Thesis (Ph.D.)--University of Rochester. School of Medicine and Dentistry. Dept. of Biostatistics and Computational Biology, 2008.
Identifying those genes that are differentially expressed in individuals with
cancer could lead to new avenues of treatment or prevention. Gene array information
can be collected for an individual and paired with information about a
specific outcome. We consider binary and censored time to event survival outcomes.
Improved construction of prognostic gene signatures − risk scores based
on groups of genes that can relatively accurately predict an individual’s outcome
or risk thereof − would be a step forward in gene array research.
We consider the problem of selecting which variables (genes) to include in
a prognostic gene signature with high dimensional data in the logistic regression
model and the Cox proportional hazards model frameworks. Constructing a prognostic
gene signature from gene array data is very difficult because the number of
candidate genes greatly outnumbers the sample size available in most studies. In
this case, commonly used statistical techniques perform poorly at choosing genes
that accurately predict the endpoint of interest.
We propose a search algorithm that lies between forward selection and searching
over all subsets. This method uses an evolving subgroup paradigm to intelligently
select variables over a relatively large model space. We show that our
method applied to the Cox proportional hazards model for censored survival time
data or the logistic regression model for binary data can yield significant improvements
in the number of predictive variables selected and the prediction error
compared with the LASSO method, forward selection, and univariate selection,
as demonstrated with a simulation study.
We also investigate validation methods. Censored survival time data confounds
many of the common validation methods because the outcome is not always observed,
and splitting a data set can lead to a lack of uncensored observations in
some partitions. We pursue validation with the goal of selecting the ideal number
of variables to include.
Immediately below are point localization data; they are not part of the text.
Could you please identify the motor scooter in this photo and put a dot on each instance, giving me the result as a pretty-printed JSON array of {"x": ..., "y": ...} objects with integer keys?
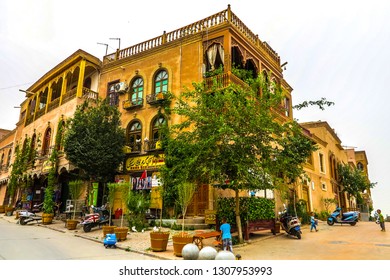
[
  {"x": 26, "y": 217},
  {"x": 99, "y": 217},
  {"x": 338, "y": 217},
  {"x": 290, "y": 224}
]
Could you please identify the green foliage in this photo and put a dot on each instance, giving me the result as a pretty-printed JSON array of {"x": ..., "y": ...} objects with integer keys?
[
  {"x": 353, "y": 180},
  {"x": 24, "y": 156},
  {"x": 251, "y": 209},
  {"x": 232, "y": 137},
  {"x": 75, "y": 188},
  {"x": 48, "y": 202},
  {"x": 137, "y": 204},
  {"x": 95, "y": 139},
  {"x": 328, "y": 202}
]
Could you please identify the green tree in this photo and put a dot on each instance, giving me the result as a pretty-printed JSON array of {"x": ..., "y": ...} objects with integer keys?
[
  {"x": 231, "y": 137},
  {"x": 94, "y": 140}
]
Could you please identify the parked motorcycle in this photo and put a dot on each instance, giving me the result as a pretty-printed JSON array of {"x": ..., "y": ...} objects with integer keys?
[
  {"x": 338, "y": 217},
  {"x": 290, "y": 224},
  {"x": 26, "y": 217},
  {"x": 99, "y": 217}
]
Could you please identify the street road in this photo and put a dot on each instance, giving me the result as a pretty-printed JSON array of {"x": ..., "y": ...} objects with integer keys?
[
  {"x": 30, "y": 242},
  {"x": 364, "y": 241}
]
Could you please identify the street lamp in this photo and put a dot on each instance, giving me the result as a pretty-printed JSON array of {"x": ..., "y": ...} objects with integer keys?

We propose a robust version of partial likelihood
cross-validation and modified versions of the c-index as metrics to select model
complexity. We propose analogous methods in the logistic model setting.
We apply our new methods to publicly available lymphoma gene array data
(Rosenwald et. al., 2002) with 7399 genes and 240 individuals. After splitting
the full data into training and validation portions, running our method on the
training data set leads to predictive results in the validation data set.